Ada juga PT. Budi Sula Intim (luas lahan 768,25 Ha) dan PT. Dede Gandasuling (luas lahan 19.808,30 Ha) serta PT. Manggala Rimba Sejahtera (luas lahan 11.404,20 Ha) yang beroperasi di Halmahera Tengah. Di Sula Kepulauan ada PT Ginangfohu Plantation (luas 8.486,72 Ha), serta beberapa perusahaan perkebunan monokultur lainnya yang berencana beroperasi mengubah bentang alam dan jenis tanaman multikultur menjadi monokultur di pulau pulau Maluku Utara. Total luas kawasan hutan yang dilepas untuk kepentingan seluruh perusahaan sebesar 59.949,14 Ha.
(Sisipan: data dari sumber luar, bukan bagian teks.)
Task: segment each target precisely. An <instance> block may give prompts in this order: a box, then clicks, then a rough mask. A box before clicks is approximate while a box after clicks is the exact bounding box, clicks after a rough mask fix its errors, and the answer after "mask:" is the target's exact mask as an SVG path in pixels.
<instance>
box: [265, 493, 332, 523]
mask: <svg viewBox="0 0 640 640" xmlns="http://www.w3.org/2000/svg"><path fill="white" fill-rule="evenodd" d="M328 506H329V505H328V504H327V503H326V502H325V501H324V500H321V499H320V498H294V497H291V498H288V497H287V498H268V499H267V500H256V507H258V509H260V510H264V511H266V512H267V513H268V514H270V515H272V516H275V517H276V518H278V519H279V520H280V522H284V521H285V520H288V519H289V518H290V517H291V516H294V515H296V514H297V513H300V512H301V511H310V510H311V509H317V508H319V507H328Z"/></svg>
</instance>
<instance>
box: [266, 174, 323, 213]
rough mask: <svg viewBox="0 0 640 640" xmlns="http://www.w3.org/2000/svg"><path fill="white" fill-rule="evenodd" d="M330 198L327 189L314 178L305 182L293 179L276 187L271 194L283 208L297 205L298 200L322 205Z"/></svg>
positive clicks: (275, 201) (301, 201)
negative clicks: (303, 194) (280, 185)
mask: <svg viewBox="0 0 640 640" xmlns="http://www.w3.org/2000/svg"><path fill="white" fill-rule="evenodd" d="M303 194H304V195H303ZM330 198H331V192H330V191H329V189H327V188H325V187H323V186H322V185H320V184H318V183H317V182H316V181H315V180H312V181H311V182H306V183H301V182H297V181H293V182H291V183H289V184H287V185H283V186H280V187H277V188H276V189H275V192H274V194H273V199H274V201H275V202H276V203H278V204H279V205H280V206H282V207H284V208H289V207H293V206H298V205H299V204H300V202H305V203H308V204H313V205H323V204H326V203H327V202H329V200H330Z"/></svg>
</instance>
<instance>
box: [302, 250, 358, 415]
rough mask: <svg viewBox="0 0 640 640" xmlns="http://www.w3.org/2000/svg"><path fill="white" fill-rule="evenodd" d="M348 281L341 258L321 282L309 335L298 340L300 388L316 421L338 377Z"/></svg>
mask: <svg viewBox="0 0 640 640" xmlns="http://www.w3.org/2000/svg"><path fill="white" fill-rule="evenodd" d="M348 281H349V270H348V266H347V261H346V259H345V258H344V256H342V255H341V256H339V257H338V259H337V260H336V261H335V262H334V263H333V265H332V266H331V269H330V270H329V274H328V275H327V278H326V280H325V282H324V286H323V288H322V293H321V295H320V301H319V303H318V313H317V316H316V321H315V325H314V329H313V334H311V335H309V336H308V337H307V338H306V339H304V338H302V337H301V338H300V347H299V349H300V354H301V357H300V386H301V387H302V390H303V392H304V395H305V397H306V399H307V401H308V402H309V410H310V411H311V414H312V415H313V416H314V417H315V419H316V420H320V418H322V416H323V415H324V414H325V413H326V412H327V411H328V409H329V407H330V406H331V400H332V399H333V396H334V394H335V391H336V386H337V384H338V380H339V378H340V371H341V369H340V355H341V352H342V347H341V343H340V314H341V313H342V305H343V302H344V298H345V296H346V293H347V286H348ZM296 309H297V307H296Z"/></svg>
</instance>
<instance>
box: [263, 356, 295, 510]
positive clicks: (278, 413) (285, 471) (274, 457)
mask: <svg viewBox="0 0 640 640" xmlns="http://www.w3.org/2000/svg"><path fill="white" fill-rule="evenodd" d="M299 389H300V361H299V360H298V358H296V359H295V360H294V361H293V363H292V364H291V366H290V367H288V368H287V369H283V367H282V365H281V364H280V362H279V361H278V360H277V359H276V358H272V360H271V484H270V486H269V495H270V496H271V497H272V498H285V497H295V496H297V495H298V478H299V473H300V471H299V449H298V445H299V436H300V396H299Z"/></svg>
Pelepasan kawasan hutan ini tentu berdampak signifikan terhadap biodiversity di wilayah kepulauan Maluku Utara yang hanya memiliki 27,3 persen daratan dibanding lautan. Kehidupan masyarakat pulau, yang sangat bergantung pada sektor penghasilan darat kala musim laut tidak bersahabat.Realita penghancuran kawasan hutan, tentulah mengarahkan komunitasnya pada jeratan lingkaran kemiskinan mutlak. Kekeliruan dalam kebijakan oleh pemerintah, serta penerapannya oleh pihak perusahaan, jelas membawa daerah pada kehancuran sekaligus tata sistem kuasa, kelola, produksi dan konsumsi rakyatnya. “Cerita efek dampak perubahan iklim, nyata dan sangat berpengaruh terhadap wilayah pulau-pulau kecil di dunia, dimana Maluku Utara salah satunya. Menjadi rentan bencana perubahan iklim, mestinya kebijakan yang diambil tidak turut menjadi bagian yang menyumbang emisi karbon dengan pembongkaran lahan hutan seperti realita yang ada. Sebaliknya, harus menjadi garda terdepan dalam kancah global penyelamatan iklim,” tutupnya.